Sontak aku mesam-mesem menahan tawa.

Nggih pak sekedap, kulo pépétké mriku”, jawabku singkat.

Walah, ini mah kayak piknik ke Sragen aja”, batinku masih saja meyakinkan diri bahwa aku sedang berada di ujung selatan Swarnadwipa.

Membayar parkir sebesar lima ribu rupiah, aku meninggalkan area parkir dan mata mulai menyapu segenap sisi jalan untuk berburu informasi mengenai wisata Way Kambas yang sudah ada di hadapan. Sungguh tak kusangka, tempat wisata yang dahulu selalu kuhafal di buku pelajaran saja.

Tentu aku memilih menuju ke sisi jalan yang lebih ramai. Melewati sebuah aula dan mushola, langkah cepat membawaku menuju ke sebuah playground yang dipenuhi oleh para pengunjung. Di sebuah titik, tampak antrian tak teratur, memanjang dari bilik triplek bercat hijau. Hal tersebut memunculkan rasa penasaran dan berhasil menarik minatku untuk mendekat.

Standar Operasional Prosedur Tunggang Gajah. Jam operasional 09:00-12:00 dan 14:00-16:00. Umur maksimal 58 tahun. Dilarang memberikan makan dan minum pada gajah. Tiket Rp. 20.000”, begitulah informasi yang berhasil kutangkap dari deretan kalimat di depan bilik.

Selama masa libur Idul Fitri tidak melayani Jungle Track dan Safari Gajah”, Oh, kedua atraksi itu berarti tak bisa kunikmati. Tetapi tak menjadi soal, masih banyak atraksi lain yang bisa kunikmati di Pusat Konservai Gajah, Taman Nasional Way Kambas.

Meninggalkan bilik persegi mini itu, aku kini berdiri mengamati di salah satu sisi tangga yang digunakan untuk menaiki gajah. Para pengunjung yang sudah membeli tiket tampak mengantri di sisi tangga yang lain demi menunggu giliran menunggang gajah yang tentu akan ditemani oleh seorang mahout1*) untuk menjamin keamanan.
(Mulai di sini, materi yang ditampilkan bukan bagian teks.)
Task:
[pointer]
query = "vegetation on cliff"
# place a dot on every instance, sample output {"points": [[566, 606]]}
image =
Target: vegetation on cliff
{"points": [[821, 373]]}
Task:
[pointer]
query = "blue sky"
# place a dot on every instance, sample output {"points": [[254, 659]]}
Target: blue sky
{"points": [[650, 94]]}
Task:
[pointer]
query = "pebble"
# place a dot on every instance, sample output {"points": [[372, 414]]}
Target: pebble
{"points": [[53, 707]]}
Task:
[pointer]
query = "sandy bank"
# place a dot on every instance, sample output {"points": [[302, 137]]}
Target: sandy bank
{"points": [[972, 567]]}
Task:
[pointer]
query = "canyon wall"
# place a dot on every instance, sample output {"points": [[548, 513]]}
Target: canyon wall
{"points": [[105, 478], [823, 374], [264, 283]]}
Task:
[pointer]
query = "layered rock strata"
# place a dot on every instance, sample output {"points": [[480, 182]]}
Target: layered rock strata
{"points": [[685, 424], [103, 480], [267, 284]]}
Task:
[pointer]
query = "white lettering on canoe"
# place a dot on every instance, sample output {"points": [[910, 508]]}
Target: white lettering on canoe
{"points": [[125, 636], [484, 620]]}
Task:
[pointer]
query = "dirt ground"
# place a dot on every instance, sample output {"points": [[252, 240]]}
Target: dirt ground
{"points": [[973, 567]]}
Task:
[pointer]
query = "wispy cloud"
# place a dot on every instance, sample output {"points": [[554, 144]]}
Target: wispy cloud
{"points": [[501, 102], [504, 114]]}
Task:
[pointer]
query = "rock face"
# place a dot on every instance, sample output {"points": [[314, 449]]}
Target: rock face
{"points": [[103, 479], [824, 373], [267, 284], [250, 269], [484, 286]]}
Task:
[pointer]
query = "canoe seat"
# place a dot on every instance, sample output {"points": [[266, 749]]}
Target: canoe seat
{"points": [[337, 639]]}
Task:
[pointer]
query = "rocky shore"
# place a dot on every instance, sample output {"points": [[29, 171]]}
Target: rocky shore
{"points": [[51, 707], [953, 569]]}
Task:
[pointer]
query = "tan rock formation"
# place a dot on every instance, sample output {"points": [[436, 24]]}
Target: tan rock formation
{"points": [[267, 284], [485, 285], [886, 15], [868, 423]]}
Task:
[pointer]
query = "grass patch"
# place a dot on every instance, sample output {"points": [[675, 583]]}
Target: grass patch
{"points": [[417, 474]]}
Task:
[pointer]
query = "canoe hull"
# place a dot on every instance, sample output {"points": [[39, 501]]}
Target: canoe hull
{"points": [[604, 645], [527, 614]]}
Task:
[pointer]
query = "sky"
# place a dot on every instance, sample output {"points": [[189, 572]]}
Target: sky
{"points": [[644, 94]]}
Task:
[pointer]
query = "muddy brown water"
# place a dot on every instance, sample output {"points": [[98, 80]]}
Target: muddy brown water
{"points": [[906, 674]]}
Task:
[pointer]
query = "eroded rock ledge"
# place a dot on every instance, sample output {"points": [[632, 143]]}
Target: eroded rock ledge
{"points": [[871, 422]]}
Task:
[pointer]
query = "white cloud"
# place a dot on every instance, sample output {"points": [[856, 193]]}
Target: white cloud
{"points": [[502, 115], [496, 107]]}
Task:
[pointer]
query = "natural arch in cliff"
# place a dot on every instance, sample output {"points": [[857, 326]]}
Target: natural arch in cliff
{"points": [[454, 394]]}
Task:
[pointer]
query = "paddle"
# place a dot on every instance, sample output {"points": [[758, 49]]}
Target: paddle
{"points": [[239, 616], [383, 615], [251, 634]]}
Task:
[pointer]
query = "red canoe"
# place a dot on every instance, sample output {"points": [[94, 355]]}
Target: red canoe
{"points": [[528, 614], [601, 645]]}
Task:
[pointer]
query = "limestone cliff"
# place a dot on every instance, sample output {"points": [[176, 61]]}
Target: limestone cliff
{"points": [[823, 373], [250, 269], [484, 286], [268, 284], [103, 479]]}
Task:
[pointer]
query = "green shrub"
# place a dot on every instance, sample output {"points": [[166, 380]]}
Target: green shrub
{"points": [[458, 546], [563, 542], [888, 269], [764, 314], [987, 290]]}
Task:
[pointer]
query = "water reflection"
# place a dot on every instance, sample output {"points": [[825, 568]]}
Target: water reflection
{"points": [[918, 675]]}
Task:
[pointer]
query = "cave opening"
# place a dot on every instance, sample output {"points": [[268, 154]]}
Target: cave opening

Dua ekor gajah yang berkeliling taman tentulah menjadi actor utamanya siang itu. Segenap pandang tertuju padanya. Tampak diatas punggungnya seorang ayah waspada menjaga ketiga anaknya yang bersamaan menunggang gajah yang sama. Sementara kedua gajah itu tampak nyaman saja melakukan tugasnya sembari menguyah rumput jenis “gajahan” tiada bosan.

Sementara anak-anak lain yang tak mendapat kesempatan menunggang gajah lebih memilih berkhusyu’ria menikmati berbagai wahana permainan sederhana di playground, seperti prosotan yang berpangkalkan patung bledhug*2), ayunan dan titian gantung rendah.

Khusus anak-anak umur 6-12 tahun”, begitu bunyi papan kayu yang menggantung di sebuah pokok*3). Mewarnai lukisan berbayar dan para pedagang balon tampak menguasau beberapa titik playground.

Area parkir. Kanan: parkir mobil. Kiri: parkir sepeda motor.
Menunggang gajah di sekitar playground.
Playgroundnya lucu ya….Wkwkwk.

Sementara itu, di setiap sisi playground yang berbatasan dengan jalan, tampak diakuisisi oleh kedai-kedai street food dengan harga jajanan yang terjangkau.  Sepotong es krim saja hanya dijual seharga lima ribu di area ini. Membuatku tergugah mencicipnya sepotong demi meredakan gerah badan yang beberapa waktu lalu berkendara cukup lama menembus panas surya dari Bandar Lampung.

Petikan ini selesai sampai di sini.